IMO, Baez reflections is great but it doesn't expose the entire problem that I see.
But just like Baez writes the frequency interpretation and a subjective bayesian view is not necessarily in contradiction. On contrary in my personal endavours (which is formally speculative and under development so I will skip the details) does make use of a proper counting. The problem is not frequentism in itself, the problem is that the counting procedure and the representation itself is necesarily subjective. I envision a subjective counting system, in which the frequentist interpretation does play a role, but the fact that the counting procedure itself and the representation of the counts itself is constrained by an inside observer, gives rise to a subjective probability view.
So in this sense I am even more radical than just a bayesian view.
I consider a event counting over and event index, this builds up a discrete microstructure which is like a discretized probability concept over a discrete event space. But if the information capacity is bounded, what happens when new data arrives, and the memory is full?
Either you discard new data (which is not rational, right?), or you rearranges data into compressed form and randomly releases data.
So there are two ways to increase your information retention: evolve better compression and representation systems, and grow larger (this is in my idea also related to origin of mass)
One can apply transformations on these sets that effectively corresponds to lossy datacompression since no physical observer can represent the infinite amount of data, a straight time history is clearly a nonfit strategy. So the internal state of the obsevers is selected for optimum information retention under the constraint to limited memory capacity.
In such a view, "probability" is interpreted as a retained compressed form of a subjective timehistory of actual "frequences". The choice of compression makes this "probability" subjective. But the compression makes it different than regular frequences, and there I envision a natural selection for the optimal compression and representation systems.
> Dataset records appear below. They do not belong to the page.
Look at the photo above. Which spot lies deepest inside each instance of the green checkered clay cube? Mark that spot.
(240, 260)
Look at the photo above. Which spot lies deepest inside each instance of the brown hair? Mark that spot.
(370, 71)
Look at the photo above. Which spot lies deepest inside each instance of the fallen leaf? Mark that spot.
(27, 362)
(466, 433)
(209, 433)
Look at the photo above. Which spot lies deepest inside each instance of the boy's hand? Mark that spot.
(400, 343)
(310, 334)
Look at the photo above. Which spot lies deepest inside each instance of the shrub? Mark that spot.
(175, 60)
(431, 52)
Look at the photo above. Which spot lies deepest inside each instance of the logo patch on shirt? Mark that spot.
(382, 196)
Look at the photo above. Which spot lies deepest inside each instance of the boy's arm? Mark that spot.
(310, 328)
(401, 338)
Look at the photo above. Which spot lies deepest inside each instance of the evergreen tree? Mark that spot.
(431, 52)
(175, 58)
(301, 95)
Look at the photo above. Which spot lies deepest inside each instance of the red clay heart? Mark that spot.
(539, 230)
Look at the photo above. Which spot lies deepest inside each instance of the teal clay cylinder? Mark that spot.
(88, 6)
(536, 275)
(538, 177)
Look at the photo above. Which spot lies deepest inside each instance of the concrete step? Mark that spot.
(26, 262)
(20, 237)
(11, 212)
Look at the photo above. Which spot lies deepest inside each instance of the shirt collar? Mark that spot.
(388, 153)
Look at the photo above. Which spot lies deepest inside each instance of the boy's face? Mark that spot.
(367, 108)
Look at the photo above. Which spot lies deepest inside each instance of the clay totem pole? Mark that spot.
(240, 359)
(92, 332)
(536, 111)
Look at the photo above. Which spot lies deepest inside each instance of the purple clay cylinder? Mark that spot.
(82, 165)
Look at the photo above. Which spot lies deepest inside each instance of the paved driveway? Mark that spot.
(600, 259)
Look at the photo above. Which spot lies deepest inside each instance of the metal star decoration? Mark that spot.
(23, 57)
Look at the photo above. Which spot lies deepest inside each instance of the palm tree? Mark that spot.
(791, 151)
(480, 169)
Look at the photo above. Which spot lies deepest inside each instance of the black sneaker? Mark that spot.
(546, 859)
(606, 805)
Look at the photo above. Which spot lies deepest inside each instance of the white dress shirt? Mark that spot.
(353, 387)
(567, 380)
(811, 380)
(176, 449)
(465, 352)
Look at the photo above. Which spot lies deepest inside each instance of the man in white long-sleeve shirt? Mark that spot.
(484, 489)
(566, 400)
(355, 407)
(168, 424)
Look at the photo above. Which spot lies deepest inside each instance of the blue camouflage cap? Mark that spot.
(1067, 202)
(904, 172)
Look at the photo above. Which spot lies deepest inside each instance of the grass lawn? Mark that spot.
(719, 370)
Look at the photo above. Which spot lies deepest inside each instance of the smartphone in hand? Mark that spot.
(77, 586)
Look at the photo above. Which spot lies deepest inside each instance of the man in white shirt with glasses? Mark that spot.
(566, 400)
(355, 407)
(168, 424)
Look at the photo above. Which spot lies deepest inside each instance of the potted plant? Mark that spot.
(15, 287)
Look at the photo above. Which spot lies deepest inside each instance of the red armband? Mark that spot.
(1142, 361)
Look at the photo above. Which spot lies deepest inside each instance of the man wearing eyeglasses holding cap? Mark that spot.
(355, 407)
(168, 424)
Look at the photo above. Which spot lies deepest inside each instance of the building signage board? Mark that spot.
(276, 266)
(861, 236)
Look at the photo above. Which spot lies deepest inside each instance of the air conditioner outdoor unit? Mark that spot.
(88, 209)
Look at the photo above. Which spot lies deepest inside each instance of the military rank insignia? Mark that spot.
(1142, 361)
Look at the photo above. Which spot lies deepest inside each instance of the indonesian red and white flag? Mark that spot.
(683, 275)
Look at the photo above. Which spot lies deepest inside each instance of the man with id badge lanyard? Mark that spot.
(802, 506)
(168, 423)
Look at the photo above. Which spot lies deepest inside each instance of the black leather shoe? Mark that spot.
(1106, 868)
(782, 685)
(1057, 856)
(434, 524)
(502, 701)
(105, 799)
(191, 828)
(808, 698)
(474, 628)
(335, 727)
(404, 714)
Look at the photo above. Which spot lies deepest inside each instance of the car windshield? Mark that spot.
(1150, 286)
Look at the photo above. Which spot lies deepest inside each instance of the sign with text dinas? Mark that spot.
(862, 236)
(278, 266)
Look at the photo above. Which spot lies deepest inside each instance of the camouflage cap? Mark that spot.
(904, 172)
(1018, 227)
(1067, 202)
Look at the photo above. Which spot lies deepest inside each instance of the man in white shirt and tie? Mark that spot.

In these evolution, quantum logic is expcted to emerge as a form of information compression that is more fit that classical logic in the sense that it stabilises the observer complexes.
( On secret goal of mine is to show explictly how quantum logic emerges as a stable representation that has competitive advantages over classical logic, and that there is close to a one-2-one mapping onto the space of preferred representation systems including the compression algortighms and the particles and actions in nature. )
So I have a lot of things behind my view of "subjective probability". Baez gives a good initial point, but the rest of my "interpretations" is even more weird.